28 Veranlagung (§§ 39 bis 46 EStG 1988)

28.1 Allgemeine Veranlagung und Veranlagungszeitraum

(§ 39 EStG 1988)

7501

Veranlagen heißt, die Besteuerungsgrundlagen zu ermitteln und die Steuern festzusetzen.

Veranlagungszeitraum ist grundsätzlich das Kalenderjahr. Es bleibt auch dann

Veranlagungszeitraum, wenn der Gewinn nach einem vom Kalenderjahr abweichenden

Wirtschaftsjahr ermittelt wird (siehe Rz 179 ff). Bei Rumpfwirtschaftsjahren können zwei

(theoretisch auch mehrere) Wirtschaftsjahre der Veranlagung eines Kalenderjahres zu

Grunde gelegt werden.

28.1.1 Beginn bzw. Ende der Steuerpflicht während des

Veranlagungszeitraumes

7502

Bei Begründung (zB Geburt, Zuzug aus dem Ausland) oder Beendigung (zB Tod, Wegzug ins

Ausland) der Steuerpflicht während eines Kalenderjahres ist das während der Dauer der

Steuerpflicht bezogene Einkommen der Veranlagung zu Grunde zu legen.

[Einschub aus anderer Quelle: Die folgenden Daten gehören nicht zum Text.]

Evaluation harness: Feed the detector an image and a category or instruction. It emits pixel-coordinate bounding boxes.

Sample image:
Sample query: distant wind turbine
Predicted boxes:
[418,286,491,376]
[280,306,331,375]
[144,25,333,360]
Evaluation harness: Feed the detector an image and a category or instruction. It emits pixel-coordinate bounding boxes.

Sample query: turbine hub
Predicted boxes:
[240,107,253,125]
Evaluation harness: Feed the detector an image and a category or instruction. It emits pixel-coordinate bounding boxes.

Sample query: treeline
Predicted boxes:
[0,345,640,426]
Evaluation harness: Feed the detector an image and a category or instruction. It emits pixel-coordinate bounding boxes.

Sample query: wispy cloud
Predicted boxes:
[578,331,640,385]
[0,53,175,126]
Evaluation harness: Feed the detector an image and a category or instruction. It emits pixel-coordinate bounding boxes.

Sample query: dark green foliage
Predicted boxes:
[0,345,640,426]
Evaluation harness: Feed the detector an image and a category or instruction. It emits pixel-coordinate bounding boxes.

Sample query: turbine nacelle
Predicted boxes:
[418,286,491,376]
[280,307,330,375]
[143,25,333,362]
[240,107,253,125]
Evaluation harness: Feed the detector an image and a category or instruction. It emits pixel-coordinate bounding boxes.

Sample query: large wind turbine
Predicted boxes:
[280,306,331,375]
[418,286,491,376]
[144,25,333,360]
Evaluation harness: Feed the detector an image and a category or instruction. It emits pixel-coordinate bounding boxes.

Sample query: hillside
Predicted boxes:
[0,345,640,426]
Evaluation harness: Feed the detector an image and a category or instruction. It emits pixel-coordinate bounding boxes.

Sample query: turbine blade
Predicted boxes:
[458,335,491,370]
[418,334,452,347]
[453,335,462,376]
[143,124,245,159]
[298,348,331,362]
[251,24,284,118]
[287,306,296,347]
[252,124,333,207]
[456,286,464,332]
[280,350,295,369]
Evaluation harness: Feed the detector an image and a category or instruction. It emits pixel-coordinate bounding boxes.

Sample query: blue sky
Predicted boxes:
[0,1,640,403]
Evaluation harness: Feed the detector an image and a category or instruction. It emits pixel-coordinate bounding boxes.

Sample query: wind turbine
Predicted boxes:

Die Veranlagung

kann bei Wegfall der Steuerpflicht sofort vorgenommen werden (§ 39 Abs. 2 EStG 1988).

28.1.2 Wechsel der Steuerpflicht

7503

Wird ein unbeschränkt Steuerpflichtiger innerhalb eines Kalenderjahres beschränkt

steuerpflichtig oder umgekehrt (zB Wohnsitzverlegung ins Inland oder vom Inland ins

Ausland), so bestehen innerhalb des Kalenderjahres zwei Veranlagungszeiträume

(§ 39 Abs. 1 EStG 1988). Die Einkünfte, die während der Dauer der unbeschränkten

Steuerpflicht, und jene, die während der Dauer der beschränkten Steuerpflicht bezogen

wurden, sind getrennt zu veranlagen (VwGH 26.9.1990, 86/13/0104).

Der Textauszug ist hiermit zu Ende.